For multilayer boards, if you need layer-by-layer verification, cross-section analysis is often more meaningful than a simple total-weight method. The weight method is best used as an average estimate unless the board is specially prepared for layer-specific analysis.
Method 3: Purchasing and Incoming Inspection
Unit Conversion + Spec Verification
When buying PCBs or checking incoming boards, the main task is not complex calculation. It is to verify that the supplier’s copper specification matches your design intent.
What to Check
- Confirm the unit clearly.
If the supplier lists 1 oz, that usually means about 35 μm.
If the supplier lists 2 oz, that usually means about 70 μm. - Clarify whether the spec refers to base copper or finished copper.
This is especially important for outer layers, because base copper plus plating equals finished copper. Some suppliers quote starting foil thickness, while others quote final copper thickness after plating. - Watch for wording such as “1 oz base copper, 1.5 oz finished copper.”
That means the outer layer started with 1 oz foil and gained additional thickness during plating. If you do not clarify this, it is easy to misunderstand the actual finished board capability.
Because acceptance limits vary by fabricator, board class, and drawing requirements, it is better to verify tolerances against the fabrication drawing, purchase specification, or the agreed manufacturing standard rather than assume a single universal percentage for every board.
Common Mistakes Beginners Should Avoid

Mistake 1: Treating “1 oz = 35 μm” as an exact physical constant
In practice, 1 oz copper is commonly treated as about 35 μm, while the exact conversion is slightly lower, around 34.8 μm, and real finished thickness can differ depending on processing.
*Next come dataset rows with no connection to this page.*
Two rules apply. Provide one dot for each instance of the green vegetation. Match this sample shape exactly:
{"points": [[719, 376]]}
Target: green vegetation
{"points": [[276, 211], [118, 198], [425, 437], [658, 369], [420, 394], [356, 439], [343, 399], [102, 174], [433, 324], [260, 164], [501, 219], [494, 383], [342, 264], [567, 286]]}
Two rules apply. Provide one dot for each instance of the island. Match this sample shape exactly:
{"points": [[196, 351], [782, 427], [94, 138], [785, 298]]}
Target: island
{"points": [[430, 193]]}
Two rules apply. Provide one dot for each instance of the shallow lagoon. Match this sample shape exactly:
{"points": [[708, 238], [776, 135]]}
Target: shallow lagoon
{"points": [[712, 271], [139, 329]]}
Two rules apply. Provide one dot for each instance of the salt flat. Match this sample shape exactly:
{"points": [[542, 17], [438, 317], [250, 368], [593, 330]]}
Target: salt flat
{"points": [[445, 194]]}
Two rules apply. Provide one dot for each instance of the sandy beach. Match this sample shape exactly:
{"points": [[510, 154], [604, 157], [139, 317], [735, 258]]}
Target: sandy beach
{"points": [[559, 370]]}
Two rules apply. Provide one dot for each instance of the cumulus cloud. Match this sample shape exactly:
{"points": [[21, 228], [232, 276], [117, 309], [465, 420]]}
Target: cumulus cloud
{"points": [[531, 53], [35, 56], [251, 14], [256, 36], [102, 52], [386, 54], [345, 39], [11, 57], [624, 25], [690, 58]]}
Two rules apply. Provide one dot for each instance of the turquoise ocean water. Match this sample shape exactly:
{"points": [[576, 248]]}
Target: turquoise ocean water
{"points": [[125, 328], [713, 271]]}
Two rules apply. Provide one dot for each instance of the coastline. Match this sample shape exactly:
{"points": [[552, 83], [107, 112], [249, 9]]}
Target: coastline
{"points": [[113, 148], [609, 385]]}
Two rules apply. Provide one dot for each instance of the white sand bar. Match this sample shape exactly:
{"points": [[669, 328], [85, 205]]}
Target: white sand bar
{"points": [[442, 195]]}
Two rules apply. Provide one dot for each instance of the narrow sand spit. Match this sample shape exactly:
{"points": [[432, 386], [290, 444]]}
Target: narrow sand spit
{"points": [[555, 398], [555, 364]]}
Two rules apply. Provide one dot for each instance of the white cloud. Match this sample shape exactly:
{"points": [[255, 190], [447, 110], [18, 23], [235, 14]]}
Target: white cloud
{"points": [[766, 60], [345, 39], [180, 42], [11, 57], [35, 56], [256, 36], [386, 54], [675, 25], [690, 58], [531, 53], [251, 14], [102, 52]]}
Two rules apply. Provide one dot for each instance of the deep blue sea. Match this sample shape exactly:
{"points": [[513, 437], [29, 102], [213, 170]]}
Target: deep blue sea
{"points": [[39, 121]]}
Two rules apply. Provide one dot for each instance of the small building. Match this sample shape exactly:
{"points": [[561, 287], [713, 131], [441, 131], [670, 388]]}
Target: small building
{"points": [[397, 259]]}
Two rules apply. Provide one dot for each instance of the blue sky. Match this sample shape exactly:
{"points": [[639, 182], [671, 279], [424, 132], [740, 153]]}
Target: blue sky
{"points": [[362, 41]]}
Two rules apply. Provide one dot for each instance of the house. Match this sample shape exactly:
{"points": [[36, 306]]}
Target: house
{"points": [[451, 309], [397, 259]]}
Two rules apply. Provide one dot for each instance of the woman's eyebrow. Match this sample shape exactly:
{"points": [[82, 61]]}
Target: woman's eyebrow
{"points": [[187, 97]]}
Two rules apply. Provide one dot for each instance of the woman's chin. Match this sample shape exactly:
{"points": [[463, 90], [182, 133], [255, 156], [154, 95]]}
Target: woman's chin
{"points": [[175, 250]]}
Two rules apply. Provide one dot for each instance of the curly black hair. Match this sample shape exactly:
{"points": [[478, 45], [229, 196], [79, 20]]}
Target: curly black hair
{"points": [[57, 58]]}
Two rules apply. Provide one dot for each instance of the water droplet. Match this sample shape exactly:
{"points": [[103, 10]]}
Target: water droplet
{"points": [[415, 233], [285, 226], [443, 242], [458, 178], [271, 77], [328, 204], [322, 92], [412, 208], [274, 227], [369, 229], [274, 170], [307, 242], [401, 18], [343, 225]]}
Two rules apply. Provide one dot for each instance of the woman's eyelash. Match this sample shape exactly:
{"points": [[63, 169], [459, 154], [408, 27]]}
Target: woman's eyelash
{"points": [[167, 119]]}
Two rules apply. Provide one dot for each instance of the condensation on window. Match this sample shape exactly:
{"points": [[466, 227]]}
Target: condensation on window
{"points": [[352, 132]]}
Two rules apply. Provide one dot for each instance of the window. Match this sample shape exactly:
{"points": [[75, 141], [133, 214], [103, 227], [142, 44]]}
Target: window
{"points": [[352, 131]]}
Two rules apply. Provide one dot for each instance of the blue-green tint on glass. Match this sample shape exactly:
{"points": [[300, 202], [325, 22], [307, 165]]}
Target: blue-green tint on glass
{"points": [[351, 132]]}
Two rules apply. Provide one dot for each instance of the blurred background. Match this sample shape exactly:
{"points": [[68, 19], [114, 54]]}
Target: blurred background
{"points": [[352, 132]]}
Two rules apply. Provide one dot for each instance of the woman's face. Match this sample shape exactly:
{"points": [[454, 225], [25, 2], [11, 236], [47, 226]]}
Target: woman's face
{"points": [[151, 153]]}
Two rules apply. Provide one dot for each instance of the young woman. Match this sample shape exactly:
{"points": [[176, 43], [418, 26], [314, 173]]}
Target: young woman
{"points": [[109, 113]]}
For most design, quoting, and routine inspection work, the 35 μm approximation is perfectly acceptable.
Mistake 2: Ignoring the difference between starting copper and finished copper
This is especially common on outer layers. Finished outer copper includes plating, while inner layers generally do not. If the drawing is unclear, confusion can easily happen between the design team, purchaser, and supplier.
Mistake 3: Assuming a surface thickness gauge can measure inner-layer copper
It usually cannot. Surface measurement methods are mainly for outer copper. Inner copper generally requires destructive cross-sectioning or indirect verification methods.
Mistake 4: Relying only on IPC-2221 for critical high-current design
IPC-2221 remains useful for quick estimates, but IPC-2152 is generally considered more realistic for modern PCB current-carrying calculations because it accounts better for real board conditions.
Conclusion
Calculating PCB copper thickness is not actually complicated once you understand what you are trying to achieve. In design, use practical estimates and current-based calculations to select the right copper weight. In manufacturing and quality control, use measurement or back-calculation to verify the real thickness. In purchasing and incoming inspection, focus on unit conversion and on whether the supplier is quoting base copper or finished copper.
If you remember the core conversion of 1 oz ≈ 35 μm, you can handle most everyday copper-thickness questions with confidence. For most standard PCBs used in consumer electronics or general industrial control, 1 oz copper remains the most cost-effective choice. For higher current and better thermal performance, 2 oz or heavier copper is often preferred. For finer-line designs such as HDI boards, 0.5 oz copper may be the better fit.
If you need more precise results, professional tools can help. Many PCB design platforms and online calculators provide copper-thickness and trace-current estimation features based on IPC models, which can improve both speed and consistency during design validation.